Митру старательно вытер щеки и глаза подолом рубахи, заправил в рот порядочный кусок утки и, не переставая жевать, пошел к дверям. Флорица проскользнула в класс и протянула мужу бутылку с красным вином.

— Не ругай меня, — прошептала она. — Не серчай. Нельзя же было нам срамиться перед всем селом теперь, когда ты в люди вышел… Я продала черное платье, все равно была в нем как ворона… или прислуга.

Митру вздрогнул, заскрипел зубами, но ответил спокойно и весело:

— И правильно сделала. Правильно. Куплю другое.

— Знаешь, Митру?.. Сегодня у колодца… Накажи меня бог — я поколотила жену Клоамбеша.

Митру расхохотался.

— А ну, расскажи, пока я буду есть. А то проголодался, как собака. Ты тоже, выходит, злая стала?

— Да, — медленно ответила Флорица, глядя на мужа черными красивыми глазами.

3

Женщины отправлялись с утра по воду, чтобы запастись ею на целый день. Все спешили. У колодца поднимался галдеж и начиналась давка, из которой редко кому удавалось выбраться сухим. Здесь можно было узнать все сельские новости. Пока подходила очередь, женщины успевали перемыть кости всем до седьмого колена.

Когда Флорица Моц подходила к колодцу, оттуда слышались возбужденные голоса и плеск воды; земля вокруг сруба была холодная, мокрая, и босая Флорица, вздрагивая от холода, заняла очередь и прислонилась к ограде.

— Да, дорогие, собрались в школе все голодранцы, — гудел хриплый, почти мужской голос Аурелии, жены Клоамбеша. — На чужую землю позарились, только забыли, чья эта земля. Вот спустят с них потом десять шкур…

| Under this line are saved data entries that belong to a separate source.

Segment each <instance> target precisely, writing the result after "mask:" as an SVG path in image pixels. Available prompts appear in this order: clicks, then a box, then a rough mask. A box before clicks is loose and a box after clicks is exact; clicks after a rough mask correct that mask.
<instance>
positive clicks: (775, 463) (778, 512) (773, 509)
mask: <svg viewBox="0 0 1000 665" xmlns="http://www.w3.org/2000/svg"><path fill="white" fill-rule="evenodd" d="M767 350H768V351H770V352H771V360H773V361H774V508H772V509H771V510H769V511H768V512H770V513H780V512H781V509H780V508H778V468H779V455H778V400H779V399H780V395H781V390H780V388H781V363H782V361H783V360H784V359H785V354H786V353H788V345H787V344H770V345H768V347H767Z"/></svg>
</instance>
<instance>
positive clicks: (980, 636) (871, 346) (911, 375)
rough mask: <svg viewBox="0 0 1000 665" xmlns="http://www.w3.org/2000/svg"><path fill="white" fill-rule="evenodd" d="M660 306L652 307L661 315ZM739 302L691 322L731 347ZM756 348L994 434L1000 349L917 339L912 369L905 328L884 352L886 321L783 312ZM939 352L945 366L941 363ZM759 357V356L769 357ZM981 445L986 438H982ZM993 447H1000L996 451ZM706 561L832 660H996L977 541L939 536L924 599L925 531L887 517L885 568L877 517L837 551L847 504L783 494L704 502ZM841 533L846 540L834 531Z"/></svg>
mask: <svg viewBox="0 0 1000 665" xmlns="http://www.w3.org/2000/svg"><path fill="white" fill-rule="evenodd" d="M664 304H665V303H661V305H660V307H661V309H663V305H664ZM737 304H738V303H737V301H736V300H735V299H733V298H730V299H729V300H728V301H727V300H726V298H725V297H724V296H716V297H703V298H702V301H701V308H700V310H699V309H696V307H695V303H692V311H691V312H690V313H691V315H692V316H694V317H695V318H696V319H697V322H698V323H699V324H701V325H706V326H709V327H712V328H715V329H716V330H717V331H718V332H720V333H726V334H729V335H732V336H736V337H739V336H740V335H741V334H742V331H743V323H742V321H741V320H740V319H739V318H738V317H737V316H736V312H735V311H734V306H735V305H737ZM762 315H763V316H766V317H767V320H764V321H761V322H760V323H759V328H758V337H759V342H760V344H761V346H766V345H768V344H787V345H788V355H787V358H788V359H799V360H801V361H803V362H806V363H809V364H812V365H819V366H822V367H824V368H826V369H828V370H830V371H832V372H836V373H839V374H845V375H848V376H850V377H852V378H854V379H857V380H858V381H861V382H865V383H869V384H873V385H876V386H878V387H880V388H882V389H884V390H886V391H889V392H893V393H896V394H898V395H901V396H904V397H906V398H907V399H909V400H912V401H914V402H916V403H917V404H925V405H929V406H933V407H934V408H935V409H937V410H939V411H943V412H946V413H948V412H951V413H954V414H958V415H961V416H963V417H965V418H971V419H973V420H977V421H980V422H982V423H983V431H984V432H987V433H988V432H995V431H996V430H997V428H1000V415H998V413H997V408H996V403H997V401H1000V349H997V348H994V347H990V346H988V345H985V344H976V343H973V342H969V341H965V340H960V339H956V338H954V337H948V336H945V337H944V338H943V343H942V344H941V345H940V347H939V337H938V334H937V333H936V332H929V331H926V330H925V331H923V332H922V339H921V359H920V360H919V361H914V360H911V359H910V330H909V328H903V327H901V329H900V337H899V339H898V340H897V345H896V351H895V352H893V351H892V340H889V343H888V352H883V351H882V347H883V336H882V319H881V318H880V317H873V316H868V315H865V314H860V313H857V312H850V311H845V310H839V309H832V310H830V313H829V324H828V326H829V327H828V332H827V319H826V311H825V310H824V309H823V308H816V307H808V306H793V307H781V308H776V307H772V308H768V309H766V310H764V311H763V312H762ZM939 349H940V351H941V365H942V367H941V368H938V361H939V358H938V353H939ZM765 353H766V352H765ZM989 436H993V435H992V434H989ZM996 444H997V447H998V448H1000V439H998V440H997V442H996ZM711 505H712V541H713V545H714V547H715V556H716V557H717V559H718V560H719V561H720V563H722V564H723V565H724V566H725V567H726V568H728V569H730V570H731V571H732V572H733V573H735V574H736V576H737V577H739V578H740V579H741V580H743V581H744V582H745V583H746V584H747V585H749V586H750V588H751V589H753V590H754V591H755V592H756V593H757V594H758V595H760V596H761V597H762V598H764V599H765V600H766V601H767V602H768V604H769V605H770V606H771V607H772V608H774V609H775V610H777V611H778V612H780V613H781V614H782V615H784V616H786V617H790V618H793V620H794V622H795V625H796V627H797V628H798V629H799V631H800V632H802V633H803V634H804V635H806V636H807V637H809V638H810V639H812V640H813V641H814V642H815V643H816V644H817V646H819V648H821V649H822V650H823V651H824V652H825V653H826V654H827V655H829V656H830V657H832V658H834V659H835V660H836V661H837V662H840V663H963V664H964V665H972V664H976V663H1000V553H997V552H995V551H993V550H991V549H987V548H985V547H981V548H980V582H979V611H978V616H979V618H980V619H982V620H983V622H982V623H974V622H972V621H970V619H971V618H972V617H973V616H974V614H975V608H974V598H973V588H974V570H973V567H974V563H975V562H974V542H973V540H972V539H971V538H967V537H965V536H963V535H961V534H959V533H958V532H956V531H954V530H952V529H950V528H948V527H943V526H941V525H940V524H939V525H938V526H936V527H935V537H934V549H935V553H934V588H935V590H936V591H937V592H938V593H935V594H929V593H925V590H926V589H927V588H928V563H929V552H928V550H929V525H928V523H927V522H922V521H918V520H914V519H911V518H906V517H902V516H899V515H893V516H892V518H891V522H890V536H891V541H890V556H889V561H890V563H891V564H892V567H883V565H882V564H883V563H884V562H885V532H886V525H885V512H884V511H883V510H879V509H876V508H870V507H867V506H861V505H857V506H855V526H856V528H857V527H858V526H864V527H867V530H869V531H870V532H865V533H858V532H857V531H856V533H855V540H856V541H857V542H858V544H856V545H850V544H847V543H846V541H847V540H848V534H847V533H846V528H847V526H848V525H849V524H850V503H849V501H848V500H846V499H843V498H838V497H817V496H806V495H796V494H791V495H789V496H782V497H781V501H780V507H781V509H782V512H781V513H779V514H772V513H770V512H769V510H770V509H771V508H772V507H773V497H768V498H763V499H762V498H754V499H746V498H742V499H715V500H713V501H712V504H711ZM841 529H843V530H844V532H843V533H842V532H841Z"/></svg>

— Помешались, проклятые, — завопила какая-то старушонка со сморщенным в комочек лицом. — Старик мой наказывал Траяну: «Сиди смирно, не суйся! Нашел с кем тягаться — с Маниу и Паппом!»

— Помолчала бы, бабушка Роза, ты прожила свою жизнь, а мы… мы не хотим подыхать с голоду. Мой-то муженек на фронте дрался, не то что твой Траян… — напустилась на старуху молодая бабенка.